Dans la ville blanche, comme une variation vaporeuse sur le thème de l'errance, comme un écho diffus d'autres films. Du personnage de Bruno Ganz déambulant dans les rues de Lisbonne, aidé par son état aphasique, son déphasage et son isolement, on erre vers d'autres horizons. On pense à Jack Nicholson perdu en Afrique dans Profession : Reporter, on pense à Rüdiger Vogler à travers l'Allemagne dans Au fil du temps. Cette thématique de l'incertitude existentielle traverse les œuvres de Wim Wenders et Michelangelo Antonioni, et on pourrait établir de nombreux rapprochements — L'État des choses, par exemple, se déroulait également au Portugal, autour du tournage d'un film.


De fait, l'état de Paul (Bruno Ganz) exhorte au questionnement existentiel à travers une série de temps morts. La mélancolie traverse le film de part en part. On est au creux de la vague, mais le protagoniste ne souffre pas de léthargie paralysante pour autant, bien au contraire : au-delà de la barrière de la langue et des différences de culture, le mécanicien allemand qui a déserté son poste sur un bateau s'insère avec une étonnante facilité dans la vie portugaise. Son amour pour la ville est aussi évident que son incapacité à prendre une décision quant à son avenir. Rester ici près de Rosa, une serveuse rencontrée dans un bar, ou retrouver Elisa restée en Suisse — avec qui il entretient une correspondance épistolaire nourrissant une dimension littéraire dense et intrigante.

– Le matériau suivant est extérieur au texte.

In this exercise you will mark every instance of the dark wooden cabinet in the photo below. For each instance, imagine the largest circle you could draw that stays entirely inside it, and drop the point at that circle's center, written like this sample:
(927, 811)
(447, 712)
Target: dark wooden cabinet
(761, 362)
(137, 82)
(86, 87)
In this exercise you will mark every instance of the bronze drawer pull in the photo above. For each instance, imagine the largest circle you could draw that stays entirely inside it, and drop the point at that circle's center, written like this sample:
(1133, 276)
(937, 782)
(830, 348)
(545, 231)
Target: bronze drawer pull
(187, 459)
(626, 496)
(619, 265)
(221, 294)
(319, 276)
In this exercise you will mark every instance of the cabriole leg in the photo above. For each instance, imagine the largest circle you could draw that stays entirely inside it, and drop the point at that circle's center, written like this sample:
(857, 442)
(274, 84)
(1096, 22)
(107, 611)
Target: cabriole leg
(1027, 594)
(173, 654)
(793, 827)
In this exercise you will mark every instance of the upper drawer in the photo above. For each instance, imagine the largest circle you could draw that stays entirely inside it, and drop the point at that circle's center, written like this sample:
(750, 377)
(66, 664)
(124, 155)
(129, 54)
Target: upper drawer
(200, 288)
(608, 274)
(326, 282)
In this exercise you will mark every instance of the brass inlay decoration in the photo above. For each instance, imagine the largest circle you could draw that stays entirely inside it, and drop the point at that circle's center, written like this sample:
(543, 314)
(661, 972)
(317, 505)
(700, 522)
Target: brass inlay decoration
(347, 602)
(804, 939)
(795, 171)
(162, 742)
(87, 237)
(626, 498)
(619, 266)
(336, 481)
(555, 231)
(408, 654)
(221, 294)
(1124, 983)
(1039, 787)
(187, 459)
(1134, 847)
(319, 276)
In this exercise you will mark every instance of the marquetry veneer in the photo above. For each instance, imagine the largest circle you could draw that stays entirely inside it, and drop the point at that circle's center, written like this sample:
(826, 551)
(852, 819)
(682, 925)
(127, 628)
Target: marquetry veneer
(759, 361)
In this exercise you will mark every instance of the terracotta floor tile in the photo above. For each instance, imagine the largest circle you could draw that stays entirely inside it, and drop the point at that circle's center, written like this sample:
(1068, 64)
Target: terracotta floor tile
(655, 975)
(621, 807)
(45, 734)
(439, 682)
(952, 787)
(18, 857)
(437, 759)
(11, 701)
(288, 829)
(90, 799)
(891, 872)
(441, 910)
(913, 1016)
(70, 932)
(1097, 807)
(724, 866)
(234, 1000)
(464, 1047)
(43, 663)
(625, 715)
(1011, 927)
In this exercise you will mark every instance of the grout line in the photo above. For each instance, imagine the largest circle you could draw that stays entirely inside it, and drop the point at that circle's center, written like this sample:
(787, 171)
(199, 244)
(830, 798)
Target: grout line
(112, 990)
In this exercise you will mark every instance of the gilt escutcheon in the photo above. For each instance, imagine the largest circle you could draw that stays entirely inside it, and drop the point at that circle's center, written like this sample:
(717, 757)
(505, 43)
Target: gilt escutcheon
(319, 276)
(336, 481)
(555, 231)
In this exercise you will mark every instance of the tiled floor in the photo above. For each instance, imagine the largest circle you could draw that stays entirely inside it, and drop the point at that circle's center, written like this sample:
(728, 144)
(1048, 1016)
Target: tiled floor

Après tout, pourquoi ce ne serait pas le monde qui tourne à l'envers, comme le dit Rosa lorsque Paul constate que les aiguilles de l'horloge au-dessus du bar tournent dans le mauvais sens ? C'est en tous cas le commencement d'un voyage intérieur pour le protagoniste, qu'il matérialise épisodiquement par la pellicule de sa caméra. Au milieu de cet ennui pensif, comme prisonnier d'un songe, il croit prendre le temps de la réflexion alors qu'il s'enlise. Impossible de s'arrêter, de disparaître. Il faudra un vol, une blessure et un abandon pour qu'il se ressaisisse et se réveille soudainement, avant de reprendre la route. Et croiser le regard d'une nouvelle femme.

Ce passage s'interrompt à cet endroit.